Recess coaches are fifth and sixth grade students who patrol the school playground during recess wearing bright yellow shirts so they are easily identifiable. They distribute and collect recess equipment, monitor the doors to the school and look for kids who need someone to play with.
At Silvercrest Elementary, kids can choose free play at recess but there is also always a game that they can join. With a program called Knights at Play (the school mascot is a knight), there is a daily structured recess activity, supervised by an adult, for students who need help navigating the physical and social games of recess time.
“To reduce some of the conflicts and problems that we had between students and to help kids that are having a hard time finding friends or finding places to play, we have a designated area for Knights at Play,” Principal Ann Pessetto said.
P.E. teacher Anne Carter oversees Knights at Play. She features a Game of the Week during lunch recess, which ranges from kickball, Sharks and Minnows, Night at the Museum and bowling to indoor video games on bad weather days. All games are designed to be inclusive and flexible so kids can join in or leave at any time. Participants learn how to make friends, resolve conflicts, take turns, gain confidence and use good sportsmanship, said Carter.
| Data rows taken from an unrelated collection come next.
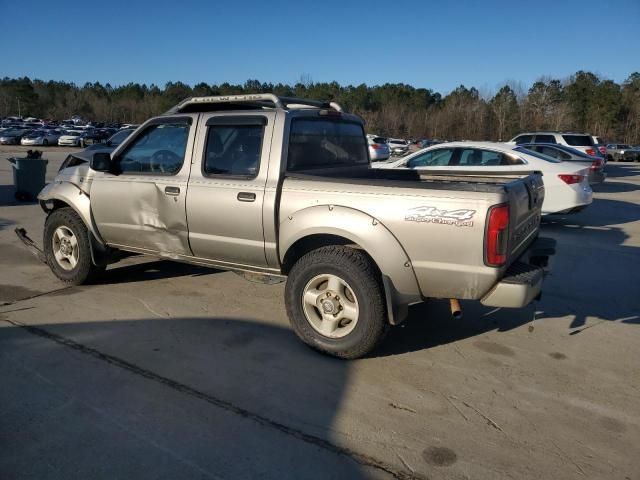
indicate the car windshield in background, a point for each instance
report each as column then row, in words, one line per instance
column 541, row 156
column 578, row 140
column 320, row 143
column 119, row 137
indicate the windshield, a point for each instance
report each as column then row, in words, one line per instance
column 316, row 143
column 541, row 156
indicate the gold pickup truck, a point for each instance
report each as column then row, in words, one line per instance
column 283, row 187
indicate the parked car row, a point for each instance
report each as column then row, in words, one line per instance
column 381, row 148
column 32, row 131
column 567, row 180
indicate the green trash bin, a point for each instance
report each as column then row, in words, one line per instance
column 28, row 177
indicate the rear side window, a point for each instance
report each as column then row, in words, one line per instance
column 535, row 154
column 554, row 152
column 545, row 139
column 316, row 143
column 434, row 158
column 524, row 139
column 578, row 140
column 472, row 157
column 233, row 150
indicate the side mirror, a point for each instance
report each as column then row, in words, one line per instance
column 100, row 162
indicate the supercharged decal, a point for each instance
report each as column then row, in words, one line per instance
column 459, row 218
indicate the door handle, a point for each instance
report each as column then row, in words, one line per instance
column 247, row 197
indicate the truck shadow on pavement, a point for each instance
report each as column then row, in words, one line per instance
column 151, row 270
column 192, row 397
column 592, row 271
column 615, row 187
column 7, row 198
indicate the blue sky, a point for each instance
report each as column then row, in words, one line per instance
column 432, row 44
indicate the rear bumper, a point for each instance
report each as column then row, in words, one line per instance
column 522, row 282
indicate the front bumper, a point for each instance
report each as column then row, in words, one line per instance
column 522, row 282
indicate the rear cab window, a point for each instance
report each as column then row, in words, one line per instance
column 578, row 140
column 234, row 145
column 317, row 143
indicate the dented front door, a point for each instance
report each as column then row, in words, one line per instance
column 142, row 204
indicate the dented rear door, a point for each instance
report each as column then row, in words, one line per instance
column 142, row 204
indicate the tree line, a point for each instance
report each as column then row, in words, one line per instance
column 584, row 102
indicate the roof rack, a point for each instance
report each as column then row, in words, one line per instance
column 258, row 100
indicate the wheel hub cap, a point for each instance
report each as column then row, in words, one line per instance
column 330, row 306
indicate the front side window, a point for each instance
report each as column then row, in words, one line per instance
column 434, row 158
column 316, row 143
column 545, row 139
column 159, row 149
column 233, row 150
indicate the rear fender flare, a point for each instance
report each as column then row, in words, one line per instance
column 398, row 276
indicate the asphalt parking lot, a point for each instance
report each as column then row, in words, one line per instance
column 165, row 370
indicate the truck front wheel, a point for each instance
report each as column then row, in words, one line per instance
column 335, row 301
column 66, row 246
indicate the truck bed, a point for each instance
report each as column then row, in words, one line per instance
column 447, row 256
column 472, row 181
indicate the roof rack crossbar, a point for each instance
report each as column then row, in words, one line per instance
column 260, row 99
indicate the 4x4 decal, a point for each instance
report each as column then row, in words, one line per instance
column 460, row 218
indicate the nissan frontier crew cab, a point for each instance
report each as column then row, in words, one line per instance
column 282, row 187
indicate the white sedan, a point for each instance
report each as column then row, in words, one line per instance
column 41, row 137
column 566, row 184
column 70, row 138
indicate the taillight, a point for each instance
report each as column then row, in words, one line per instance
column 497, row 236
column 570, row 179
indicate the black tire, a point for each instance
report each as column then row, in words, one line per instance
column 84, row 270
column 363, row 278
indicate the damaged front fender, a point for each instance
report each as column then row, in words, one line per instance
column 72, row 196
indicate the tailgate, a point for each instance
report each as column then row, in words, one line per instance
column 525, row 205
Recess coaches help run the Game of the Week.
“I give them as much responsibility as possible, even input on what we should play and how they think we should work out the teams,” Carter said. “It gives them those skills for going into middle school and having that leadership role.”
Recess coaches meet regularly to develop leadership skills such as how to get people to listen to you without being bossy, how to initiate a conversation, how to organize a game, and how to detect and resolve problems.
Some recess coaches enjoy a leadership role or like helping younger students. Others like to have something to do during recess. Brecht said each recess coach has natural strengths that benefit the group during their bimonthly discussions.
“One of my favorite parts of our meetings is when they discuss concerns or problems on the playground and we work as a team to come up with the best solution, evaluating the consequences and likelihood of each proposal,” Brecht said. “It's great to learn from them and see their perspective and to teach them to evaluate outcomes.”
Brecht believes using recess coaches at Silvercrest strengthens the relationships between younger and older students, which benefits both age groups.
“The younger kids have good role models to look up to and ask for help and the older kids step up and outside themselves to do good for others,” Brecht said. “It is a low-risk opportunity for students to grow themselves. It is the best to see students' confidence and awareness of our interconnectedness blossom as they are recess coaches. It develops another layer of belonging.”